Al padre Ramón Ceñal le seguía la inteligencia. A su lado Muñoz Rojas, y Antonio Garrigues Díaz Cañabate, y Julián Marías, y Lora Tamayo, y Juan Lladó, y Alfonso Querejazu, el curantón vasco y formidable que reunió en las «Conversaciones de Gredos» –López Aranguren incluido– a los talentos necesitados del Misterio. Y aquel padre Ramón Ceñal, que consideraba la casa de los Hornedo Muguiro como la suya propia, en la Misa de Nochebuena, alzaba al Niño, y lo mantenía con un vigor milagroso en lo alto, y sonreía, y dejaba pasar los minutos mientras contemplaba la imagen de Jesús recién nacido, y musitaba «Tú eres el Misterio, la luz del Misterio, nuestra alegría, nuestro consuelo, nuestro hogar, eh». Y cuando cedían sus brazos al peso de la imagen y la devolvía al altar, al padre Ceñal le brillaba la mirada. Y yo me preguntaba año tras año: ¿cómo es posible que su inteligencia tenga fe y la mía, insignificante al lado de la suya, no salga de sus dudas? Y acabada la Misa se lo decía: –Padre, para usted el Misterio no es tal. El Misterio es para mí–. Y no le concedía importancia al desbarajuste anímico de los demás. –Bueno, bueno, todo llega en la vida si se busca, eh–. Y aún le quedaba el brillo de la mirada al Niño.
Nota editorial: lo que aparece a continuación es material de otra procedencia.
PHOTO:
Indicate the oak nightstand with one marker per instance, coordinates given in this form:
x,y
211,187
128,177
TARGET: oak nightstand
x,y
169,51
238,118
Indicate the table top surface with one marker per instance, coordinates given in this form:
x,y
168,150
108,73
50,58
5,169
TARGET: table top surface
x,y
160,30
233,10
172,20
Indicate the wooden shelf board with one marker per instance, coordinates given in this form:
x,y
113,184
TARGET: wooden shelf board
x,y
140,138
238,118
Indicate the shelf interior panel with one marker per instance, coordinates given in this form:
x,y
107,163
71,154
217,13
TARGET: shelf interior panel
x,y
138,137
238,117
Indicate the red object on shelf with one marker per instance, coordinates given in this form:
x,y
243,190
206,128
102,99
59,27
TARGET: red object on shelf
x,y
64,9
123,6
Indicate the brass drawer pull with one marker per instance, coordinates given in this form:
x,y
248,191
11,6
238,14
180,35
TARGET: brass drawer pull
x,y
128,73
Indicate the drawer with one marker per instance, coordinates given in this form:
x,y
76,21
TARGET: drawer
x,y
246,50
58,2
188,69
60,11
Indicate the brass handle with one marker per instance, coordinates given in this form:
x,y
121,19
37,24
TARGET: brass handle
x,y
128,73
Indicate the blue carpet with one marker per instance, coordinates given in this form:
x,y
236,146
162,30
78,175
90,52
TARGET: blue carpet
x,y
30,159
No hay Nochebuena que me olvide de sus nochesbuenas. Tiritaba de frío y de emoción. Me casó, bautizó a mi hijo mayor, y cuando se abría el espacio de la libertad en la vida de España, él se marchó con la suya al Misterio. Guardó los secretos más escondidos y jamás le concedió a su vida ni un segundo de vanidad e importancia. Tradujo a Kant, interpretó a Caramuel y trotó sobre la mula de San Juan de la Cruz. Profundizó hasta el límite del espanto en las simas y las cimas de la Teología, y ofrecía sus convicciones y sus creencias con la seca rotundidad de los elegidos. Nunca el tópico o el lugar común del religioso empalagoso. Su voz, que se afligía más cada día que pasaba en nuestro mundo, se rebelaba fuerte y convincente cuando la estupidez le irritaba. Comprendía la duda del Misterio porque él no la tenía, ni le agobiaba, sino todo lo contrario. Y una vez cada año, cuando nacía el Hijo de Dios, sus brazos de caña herida, de junco maltrecho, se reforzaban para llevar hasta lo más alto la imagen del Niño Jesús. Y ahí se transfiguraba. –Este Niño es nuestra esperanza, eh–. Y estallaba la Navidad. Y se creía avena entre los trigos. Felicidades a todos.